Multicontinuum splitting schemes for multiscale wave problems

TL;DR

This paper introduces multicontinuum splitting schemes for multiscale wave equations with high contrast, enabling efficient and stable numerical solutions by decomposing the solution space and designing tailored time discretizations.

Contribution

It extends multiscale wave problem methods by developing a multicontinuum homogenization approach and contrast-independent stability schemes.

Findings

The proposed schemes accurately capture multiscale wave dynamics.

Stability conditions are contrast-independent with proper continuum selection.

Numerical examples confirm the method's effectiveness and stability.

Abstract

In this work, we propose multicontinuum splitting schemes for the wave equation with a high-contrast coefficient, extending our previous research on multiscale flow problems.
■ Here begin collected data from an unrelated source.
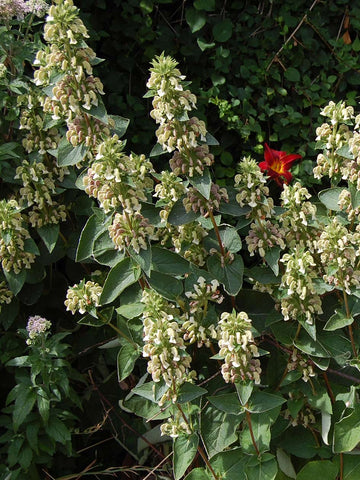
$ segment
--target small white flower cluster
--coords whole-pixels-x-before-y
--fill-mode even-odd
[[[73,285],[66,293],[65,306],[72,314],[81,314],[99,305],[102,286],[96,282],[81,280],[79,284]]]
[[[59,171],[60,170],[60,171]],[[66,220],[66,207],[53,199],[56,194],[54,173],[63,178],[65,171],[55,168],[50,171],[42,162],[23,160],[16,169],[15,178],[22,181],[20,205],[30,207],[29,221],[32,227],[57,224]],[[57,179],[60,180],[60,179]]]
[[[196,188],[190,187],[183,204],[187,212],[200,212],[204,216],[209,211],[219,210],[222,201],[229,201],[226,188],[220,188],[216,183],[212,183],[209,199],[206,199]]]
[[[26,343],[31,345],[35,343],[39,337],[42,337],[51,328],[51,322],[46,320],[46,318],[40,317],[40,315],[35,315],[29,317],[28,323],[26,325],[26,330],[28,332],[29,338]]]
[[[270,220],[256,220],[250,225],[250,230],[245,238],[248,251],[252,257],[258,252],[260,257],[265,257],[266,252],[272,247],[278,246],[285,249],[285,230],[277,223]]]
[[[26,227],[26,217],[21,215],[21,208],[16,200],[0,201],[0,259],[2,268],[19,273],[23,268],[30,268],[35,261],[35,254],[27,251],[27,239],[30,234]],[[31,248],[29,249],[31,250]]]
[[[148,372],[154,382],[164,380],[169,387],[159,404],[176,402],[179,387],[196,377],[196,372],[190,370],[191,356],[186,352],[180,321],[176,319],[178,311],[153,290],[144,290],[142,302],[143,357],[149,359]]]
[[[107,213],[117,207],[131,214],[140,211],[146,190],[153,186],[148,174],[153,166],[145,155],[126,155],[124,143],[110,136],[97,147],[95,161],[83,179],[86,193],[100,202]]]
[[[316,375],[313,366],[307,360],[304,360],[296,348],[293,348],[291,357],[287,364],[287,370],[288,372],[299,370],[302,373],[302,379],[304,382],[308,382],[310,377],[315,377]]]
[[[320,179],[328,176],[335,183],[349,180],[360,188],[359,165],[356,160],[359,153],[359,134],[349,127],[355,121],[355,128],[358,128],[360,117],[354,118],[353,107],[347,107],[344,102],[330,102],[321,114],[329,118],[329,123],[316,129],[317,146],[323,149],[323,153],[317,157],[314,177]],[[341,153],[339,150],[342,147],[348,147],[349,151]]]
[[[100,79],[93,76],[91,64],[96,54],[85,43],[88,37],[73,1],[56,0],[44,28],[48,45],[34,61],[39,67],[34,72],[34,83],[51,86],[51,95],[41,100],[43,111],[53,120],[64,119],[68,141],[73,146],[87,146],[87,156],[92,158],[98,140],[110,135],[114,122],[110,118],[102,122],[86,113],[99,105],[99,96],[104,94]],[[54,76],[59,80],[52,83]]]
[[[240,207],[251,207],[248,218],[270,218],[274,213],[274,202],[269,197],[267,180],[258,163],[251,157],[244,157],[235,175],[236,201]]]
[[[313,249],[316,206],[309,202],[311,197],[307,188],[299,182],[294,185],[283,185],[280,198],[285,211],[280,215],[280,223],[285,230],[286,245],[294,248],[296,245]]]
[[[184,340],[189,344],[196,342],[199,348],[202,345],[210,347],[211,338],[217,338],[214,325],[207,325],[206,315],[209,302],[221,303],[224,300],[219,286],[217,280],[206,282],[204,277],[199,277],[193,290],[185,292],[189,299],[189,312],[184,316],[182,329]]]
[[[260,361],[245,312],[223,312],[217,328],[219,357],[224,359],[221,373],[226,383],[253,380],[260,383]]]
[[[188,118],[196,107],[196,97],[184,90],[184,76],[176,68],[177,62],[161,54],[152,62],[147,87],[154,94],[150,115],[160,124],[156,131],[158,143],[168,152],[174,152],[170,167],[175,175],[202,175],[214,157],[205,145],[206,126],[197,117]]]
[[[168,418],[166,422],[160,425],[160,432],[161,435],[168,435],[171,438],[192,433],[189,424],[185,422],[180,413]]]
[[[320,253],[325,270],[323,279],[335,288],[351,293],[351,287],[360,285],[358,259],[360,255],[360,227],[350,232],[335,217],[324,227],[316,241],[316,250]]]
[[[0,282],[0,312],[1,312],[1,305],[6,303],[11,303],[14,294],[11,290],[9,290],[7,283],[5,281]]]
[[[285,265],[280,285],[286,295],[281,299],[284,320],[303,316],[307,323],[313,324],[314,315],[321,314],[322,309],[313,281],[318,275],[311,253],[297,246],[283,255],[281,262]]]
[[[44,0],[0,0],[0,20],[23,20],[30,13],[43,17],[48,9]]]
The proposed approach consists of two main parts: decomposing the solution space into distinct components, and designing tailored time discretization schemes to enhance computational efficiency. To achieve the decomposition, we employ a multicontinuum homogenization method to introduce physically meaningful macroscopic variables and to separate fast and slow dynamics, effectively isolating contrast effects in high-contrast cases. This decomposition enables the design of schemes where the fast-dynamics (contrast-dependent) component is treated implicitly, while the slow-dynamics (contrast-independent) component is handled explicitly. The idea of discrete energy conservation is applied to derive the stability conditions, which are contrast-independent with appropriately chosen continua. We further discuss strategies for optimizing the space decomposition. These include a Rayleigh quotient problem involving tensors, and an alternative generalized eigenvalue decomposition to reduce computational effort. Finally, various numerical examples are presented to validate the accuracy and stability of our proposed method.